The Optimisation Works program evaluated several dry grinding technologies, including the Dry Two-Stage High Pressure Grinding Roll, Dry Tumble Milling, and Dry Vertical Roller Mill. These technologies were compared against the base case flowsheet, which had been designed by Stantec following the pilot plant trials in 2023. Six vendors, FLS, Metso, Weir, Loesche, Koeppern, and GEBR Pfeiffer, were approached to provide pricing and designs for their comminution circuits. Among these, the equipment costs provided by GEBR Pfeiffer for their VRM-based flowsheet were the most competitive, making it a particularly attractive option for further investigation. The potential for a 100% dry processing circuit, tailored to Hawsons’ material properties, emerged as a promising direction for the project.
Stantec’s early-stage analysis of the potential flowsheets indicated significant potential savings in both CAPEX and operational expenditures. For example, the primary crushing circuit, a key component of the flowsheet, would require a total CAPEX of AU$433 million for the GEBR Pfeiffer VRM solution, compared to AU$632 million for the original wet processing flowsheet.

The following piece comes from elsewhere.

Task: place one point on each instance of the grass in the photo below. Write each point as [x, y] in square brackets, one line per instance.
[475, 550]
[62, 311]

Additionally, the total annual OPEX for water and power costs would be AU$72 million under the dry processing option, a reduction from the AU$100 million estimated for the base case. These savings could be crucial in improving the overall economics of the project, making it more competitive and more sustainable in the long term.
The potential benefits of adopting a dry processing solution extend beyond just capital and operational savings. According to Hawsons, further test work could reveal additional advantages in areas such as water supply system development and energy supply and transmission costs. Most importantly, the reduction in water usage and energy consumption could significantly lower the project’s carbon footprint, aligning it with global sustainability targets and making it more attractive to investors and strategic partners. As part of the next phase of testing, Hawsons plans to conduct dry processing test work at a research facility, followed by a full pilot program in Germany in collaboration with GEBR Pfeiffer, the VRM vendor.

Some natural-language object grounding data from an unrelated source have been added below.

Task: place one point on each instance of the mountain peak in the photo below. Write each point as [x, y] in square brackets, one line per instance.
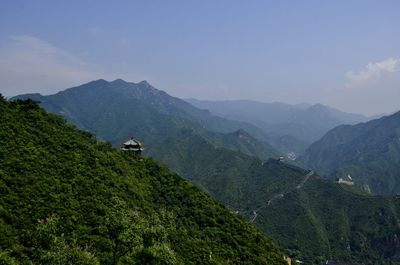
[145, 83]
[119, 80]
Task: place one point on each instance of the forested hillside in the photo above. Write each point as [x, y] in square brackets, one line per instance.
[68, 199]
[368, 152]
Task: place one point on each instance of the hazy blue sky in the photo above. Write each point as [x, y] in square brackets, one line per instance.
[342, 53]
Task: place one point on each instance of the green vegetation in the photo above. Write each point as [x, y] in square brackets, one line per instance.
[118, 109]
[68, 199]
[369, 152]
[305, 220]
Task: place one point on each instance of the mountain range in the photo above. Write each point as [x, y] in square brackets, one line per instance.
[69, 199]
[300, 210]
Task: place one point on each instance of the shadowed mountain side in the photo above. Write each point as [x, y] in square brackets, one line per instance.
[368, 152]
[68, 199]
[303, 123]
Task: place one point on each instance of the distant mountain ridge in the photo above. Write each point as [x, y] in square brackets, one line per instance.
[302, 123]
[69, 199]
[369, 152]
[293, 205]
[114, 110]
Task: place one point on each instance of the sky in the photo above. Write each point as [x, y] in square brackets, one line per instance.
[344, 53]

The research and test work planned for 2025 will be critical in refining the dry grinding circuit approach and ensuring its scalability for the full-scale plant. Hawsons has emphasized the importance of integrating the benefits of these potential improvements into the final terms of its agreements with strategic investors. Given the substantial impact these innovations could have on the project’s economics, the company is keeping its investors informed of the progress as it moves closer to finalizing its Definitive Feasibility Study.
Hawsons’ CEO, Tom Revy, highlighted the importance of these developments, noting, “The outcomes of this work have successfully demonstrated at a high level that significant savings exist with the incorporation of a primary dry crushing circuit. The unique properties of Hawsons’ material allow us to go down this processing path, and we will commence test work associated with a 100% dry circuit as a priority, given the further possible costs and environmental benefits to the Project.” Revy’s comments underscore the significance of these advancements in both enhancing the project's profitability and reducing its environmental impact, which is crucial in today’s increasingly eco-conscious market.
This Optimisation Works program is a crucial step for Hawsons Iron as it continues to develop its magnetite project. With a focus on cutting-edge technologies and sustainability, the company is positioning itself at the forefront of a more energy-efficient and environmentally friendly approach to iron ore production. As the dry grinding tests progress and further analysis is conducted, Hawsons is poised to make strategic decisions that could not only improve the project’s economic outlook but also reduce its ecological footprint, setting a new standard for the iron ore industry.